LE TEMPS DE POSE...
     
     
cliché reutlinger cannes 1913. Marcel Ducruet.
 

Cannes. Cliché Reutlinger. 1913.

............ Mon grand-père naquit en 1864 à Lyon, quai de l'Archevêché. Je ne sais presque rien de son enfance, mais c'est important : il dit un jour à mon père que vers l'âge de huit ans il entendit un très vieux monsieur parler de la campagne de 1812 dans un régiment de chasseurs, qui pour survivre, avait mangé de la chair humaine. Comme il mourut l'année de ma naissance, il s'en est fallu de peu qu'un intervalle de deux vies me sépare du premier empire... de quatre vies de l'assassinat d'Henri IV... de huit vies du sire de Joinville... et de dix du couronnement de Charlemagne... Le passé garde des forces où et quand on ne s'y attend plus. Mon grand-père notait la musique sur un calepin quand un air lui plaisait à la radio, sa bibliothèque suffit à remplir les armoires de deux générations.

Marcel Ducruet. 1864-1945
 
Je n'ai que des livres, cette photo et quelques anecdotes.
Par exemple, il s'intéressait aux curiosités modernes et s'offrit une De la Chapelle que son chauffeur conduisait quelquefois sur les routes du département de la Loire, précédée d'un piéton portant un drapeau rouge, car tels étaient les règlements qui servirent bien avant 1914 à protéger les poules, les lapins et la population... Je le connais par les livres qu'il lisait.

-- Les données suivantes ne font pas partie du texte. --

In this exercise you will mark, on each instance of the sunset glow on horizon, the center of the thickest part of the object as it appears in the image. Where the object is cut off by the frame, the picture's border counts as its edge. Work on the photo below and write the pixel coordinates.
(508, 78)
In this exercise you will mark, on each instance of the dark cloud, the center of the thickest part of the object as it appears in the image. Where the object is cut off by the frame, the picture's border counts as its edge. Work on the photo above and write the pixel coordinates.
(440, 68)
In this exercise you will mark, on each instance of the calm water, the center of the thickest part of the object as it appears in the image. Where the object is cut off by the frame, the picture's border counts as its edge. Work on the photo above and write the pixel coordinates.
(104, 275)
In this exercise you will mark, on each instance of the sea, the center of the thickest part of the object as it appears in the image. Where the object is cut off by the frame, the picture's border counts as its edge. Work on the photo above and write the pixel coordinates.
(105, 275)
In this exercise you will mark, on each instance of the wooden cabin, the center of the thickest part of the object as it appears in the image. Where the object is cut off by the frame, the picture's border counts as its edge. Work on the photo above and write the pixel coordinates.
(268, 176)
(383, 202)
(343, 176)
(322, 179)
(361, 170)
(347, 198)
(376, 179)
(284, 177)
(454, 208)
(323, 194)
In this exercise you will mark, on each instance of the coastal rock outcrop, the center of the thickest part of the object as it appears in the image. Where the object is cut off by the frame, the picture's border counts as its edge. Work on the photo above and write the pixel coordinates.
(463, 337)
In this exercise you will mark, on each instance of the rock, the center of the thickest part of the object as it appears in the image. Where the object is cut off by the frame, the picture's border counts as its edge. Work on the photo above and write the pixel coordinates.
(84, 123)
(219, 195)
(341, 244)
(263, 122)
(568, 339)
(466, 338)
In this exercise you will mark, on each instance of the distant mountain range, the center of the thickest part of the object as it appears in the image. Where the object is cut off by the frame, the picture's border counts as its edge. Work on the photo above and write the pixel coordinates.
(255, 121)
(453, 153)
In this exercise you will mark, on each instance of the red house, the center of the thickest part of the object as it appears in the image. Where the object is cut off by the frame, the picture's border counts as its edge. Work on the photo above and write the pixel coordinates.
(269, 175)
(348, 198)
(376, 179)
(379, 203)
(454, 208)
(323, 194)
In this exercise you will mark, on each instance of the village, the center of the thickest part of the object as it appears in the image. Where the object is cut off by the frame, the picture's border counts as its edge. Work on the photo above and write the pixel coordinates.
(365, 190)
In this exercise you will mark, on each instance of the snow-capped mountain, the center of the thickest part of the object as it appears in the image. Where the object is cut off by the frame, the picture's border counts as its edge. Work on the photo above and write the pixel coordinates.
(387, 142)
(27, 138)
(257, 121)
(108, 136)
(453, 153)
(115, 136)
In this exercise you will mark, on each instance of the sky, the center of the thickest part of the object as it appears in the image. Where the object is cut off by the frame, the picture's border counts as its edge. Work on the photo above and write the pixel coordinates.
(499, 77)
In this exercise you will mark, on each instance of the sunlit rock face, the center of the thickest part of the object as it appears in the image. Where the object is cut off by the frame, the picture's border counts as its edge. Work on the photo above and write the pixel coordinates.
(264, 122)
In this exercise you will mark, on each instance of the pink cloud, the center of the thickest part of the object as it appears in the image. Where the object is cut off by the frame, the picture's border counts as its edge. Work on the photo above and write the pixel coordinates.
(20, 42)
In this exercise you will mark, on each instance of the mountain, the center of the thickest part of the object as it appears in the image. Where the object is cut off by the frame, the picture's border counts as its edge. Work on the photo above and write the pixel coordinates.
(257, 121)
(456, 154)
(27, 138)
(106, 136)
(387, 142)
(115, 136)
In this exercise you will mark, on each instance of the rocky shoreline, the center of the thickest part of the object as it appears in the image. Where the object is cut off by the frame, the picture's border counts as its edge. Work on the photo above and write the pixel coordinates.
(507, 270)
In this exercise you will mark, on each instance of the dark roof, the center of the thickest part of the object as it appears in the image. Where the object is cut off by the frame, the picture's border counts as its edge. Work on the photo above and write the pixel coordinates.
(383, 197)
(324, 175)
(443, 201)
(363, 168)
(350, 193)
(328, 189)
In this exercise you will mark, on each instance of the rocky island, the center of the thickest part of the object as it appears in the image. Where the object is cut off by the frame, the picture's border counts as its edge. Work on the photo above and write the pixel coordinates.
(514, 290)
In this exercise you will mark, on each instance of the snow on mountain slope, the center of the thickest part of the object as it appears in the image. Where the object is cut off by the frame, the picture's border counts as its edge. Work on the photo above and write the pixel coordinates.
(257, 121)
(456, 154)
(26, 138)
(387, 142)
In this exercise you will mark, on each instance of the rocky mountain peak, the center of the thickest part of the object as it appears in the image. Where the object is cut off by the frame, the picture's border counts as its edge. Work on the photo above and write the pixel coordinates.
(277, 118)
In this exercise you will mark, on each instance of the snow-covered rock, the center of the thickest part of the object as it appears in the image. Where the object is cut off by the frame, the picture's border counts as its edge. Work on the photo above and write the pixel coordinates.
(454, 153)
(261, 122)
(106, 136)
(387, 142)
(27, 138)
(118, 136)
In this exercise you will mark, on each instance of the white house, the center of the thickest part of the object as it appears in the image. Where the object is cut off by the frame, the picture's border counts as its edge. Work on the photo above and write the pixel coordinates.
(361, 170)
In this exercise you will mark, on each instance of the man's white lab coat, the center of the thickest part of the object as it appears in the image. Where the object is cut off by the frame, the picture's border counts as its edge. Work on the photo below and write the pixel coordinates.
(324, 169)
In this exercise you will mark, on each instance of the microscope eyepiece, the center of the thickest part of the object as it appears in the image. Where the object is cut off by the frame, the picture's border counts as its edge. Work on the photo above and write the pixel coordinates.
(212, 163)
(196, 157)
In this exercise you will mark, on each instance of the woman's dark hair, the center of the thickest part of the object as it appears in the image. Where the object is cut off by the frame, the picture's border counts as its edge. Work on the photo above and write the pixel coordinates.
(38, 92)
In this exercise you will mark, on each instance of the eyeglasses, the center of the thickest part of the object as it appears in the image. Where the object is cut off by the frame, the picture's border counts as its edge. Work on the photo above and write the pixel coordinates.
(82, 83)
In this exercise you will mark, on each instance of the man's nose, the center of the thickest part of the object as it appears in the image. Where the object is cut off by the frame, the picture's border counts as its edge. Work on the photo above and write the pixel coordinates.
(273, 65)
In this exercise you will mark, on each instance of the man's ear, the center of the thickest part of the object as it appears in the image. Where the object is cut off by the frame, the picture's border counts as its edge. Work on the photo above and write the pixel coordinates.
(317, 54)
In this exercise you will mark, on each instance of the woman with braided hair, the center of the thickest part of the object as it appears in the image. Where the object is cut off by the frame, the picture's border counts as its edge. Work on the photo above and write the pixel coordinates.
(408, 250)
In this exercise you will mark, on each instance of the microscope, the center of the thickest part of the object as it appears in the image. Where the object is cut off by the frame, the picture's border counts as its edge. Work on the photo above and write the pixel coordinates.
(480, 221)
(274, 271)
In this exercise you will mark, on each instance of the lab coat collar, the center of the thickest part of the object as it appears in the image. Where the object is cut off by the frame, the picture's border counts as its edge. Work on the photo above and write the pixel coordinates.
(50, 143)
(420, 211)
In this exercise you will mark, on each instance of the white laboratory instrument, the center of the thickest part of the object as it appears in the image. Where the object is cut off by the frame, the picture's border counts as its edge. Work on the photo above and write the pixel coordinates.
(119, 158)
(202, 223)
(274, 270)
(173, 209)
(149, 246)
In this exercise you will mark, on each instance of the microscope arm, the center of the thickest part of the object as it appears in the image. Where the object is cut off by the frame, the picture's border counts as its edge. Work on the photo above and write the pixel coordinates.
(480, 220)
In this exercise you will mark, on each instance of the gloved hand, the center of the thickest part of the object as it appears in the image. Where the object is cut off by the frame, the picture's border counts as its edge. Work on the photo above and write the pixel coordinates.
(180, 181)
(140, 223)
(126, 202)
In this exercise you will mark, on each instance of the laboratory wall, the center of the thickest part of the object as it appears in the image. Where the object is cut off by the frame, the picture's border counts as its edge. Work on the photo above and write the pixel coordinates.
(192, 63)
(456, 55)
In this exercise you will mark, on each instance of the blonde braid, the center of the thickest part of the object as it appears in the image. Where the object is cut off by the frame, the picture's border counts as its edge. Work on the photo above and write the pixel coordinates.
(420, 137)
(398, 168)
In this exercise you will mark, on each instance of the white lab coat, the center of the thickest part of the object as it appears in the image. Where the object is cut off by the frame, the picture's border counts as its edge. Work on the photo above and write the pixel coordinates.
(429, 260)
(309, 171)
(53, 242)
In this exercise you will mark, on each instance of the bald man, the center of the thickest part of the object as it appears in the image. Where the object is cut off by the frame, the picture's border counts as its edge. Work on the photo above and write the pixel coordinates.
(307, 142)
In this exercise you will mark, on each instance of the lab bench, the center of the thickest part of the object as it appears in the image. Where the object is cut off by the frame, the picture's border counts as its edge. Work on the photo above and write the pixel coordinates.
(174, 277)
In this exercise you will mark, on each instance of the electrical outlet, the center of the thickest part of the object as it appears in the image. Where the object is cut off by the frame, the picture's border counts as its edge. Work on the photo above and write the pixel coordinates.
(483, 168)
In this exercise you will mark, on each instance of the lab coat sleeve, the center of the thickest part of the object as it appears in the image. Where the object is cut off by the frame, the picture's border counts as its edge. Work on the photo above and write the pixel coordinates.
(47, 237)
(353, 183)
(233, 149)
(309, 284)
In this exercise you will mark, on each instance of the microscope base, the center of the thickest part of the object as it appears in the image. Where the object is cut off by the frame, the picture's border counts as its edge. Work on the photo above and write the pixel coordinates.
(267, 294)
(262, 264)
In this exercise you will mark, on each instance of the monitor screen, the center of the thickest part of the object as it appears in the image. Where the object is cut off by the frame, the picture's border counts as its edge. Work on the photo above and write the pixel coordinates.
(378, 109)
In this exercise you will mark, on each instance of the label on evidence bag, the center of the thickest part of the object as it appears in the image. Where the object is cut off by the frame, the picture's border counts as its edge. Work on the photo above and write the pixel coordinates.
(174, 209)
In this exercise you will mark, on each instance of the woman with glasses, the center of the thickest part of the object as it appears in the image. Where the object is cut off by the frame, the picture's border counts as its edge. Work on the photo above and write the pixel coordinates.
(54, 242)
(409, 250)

Beaucoup de récits de voyage, la poésie hugolienne, les parnassiens, tout Maurice Leblanc, Martin du Gard, Jules Romains, Anatole France... mais aussi le colonel Lawrence, Céline, Colette, Kessel... une incroyable quantité d'ouvrages historiques et de biographies, les classiques latins et français... des éditions du dix-septième et du dix-huitième etc... Les éditions Hertzel, les bibliothèques roses et bleues à tranche dorée... C'est ainsi que je fus paresseux à l'école faute d'appétit pour les tartines scolaires... et que je pris très tôt du plaisir à marcher les mains derrière le dos, un peu courbé, pensant à autre chose....
     
cliché album de famille, 1929. Jean Ducruet
  Jean Ducruet disparaît à vingt et un ans. J'ai entre les mains la dernière lettre qu'il écrivit, trois semaines avant sa mort, un texte limpide... C'est une espèce de testament dont cette photo ne présage pas deux mois avant la fin. L'élégance et la liberté des apparences renvoient à un monde révolu et privilégié où la fortune eut d'autres usages que le magot ou la consommation. C'est une photo de conversation. Je me suis souvent demandé qui parlait à ce moment-là et qui tenait l'appareil. Il y a comme un air de reportage; d'habitude on n'isole pas si fort le modèle dans une photo d'amateur... Crainte peut-être de la contagion, on se parle à un mètre cinquante... les "folding" de cette époque avaient de longues focales, le net est partout, on est dans une loggia de sanatorium, c'est diaphragmé à 11 et la mise au point devait être faite sur trois mètres environ. Le lainage anglais, la montre carrée, le noeud papillon et la pochette sans raideur, les chaussettes remarquables et les chaussures... Les mains détendues, le front large, les yeux biens calés et le sourire qui trahit à peine une respiration difficile... Ce n'était qu'un au revoir...
Jean Ducruet. 1908-1929
   
" Chère amie, voilà bien longtemps que je ne vous ai écrit, vous l'avez peut-être appris d'autre part, voilà trois semaines que toutes les calamités possibles se sont abattues sur moi..." Juillet 1929.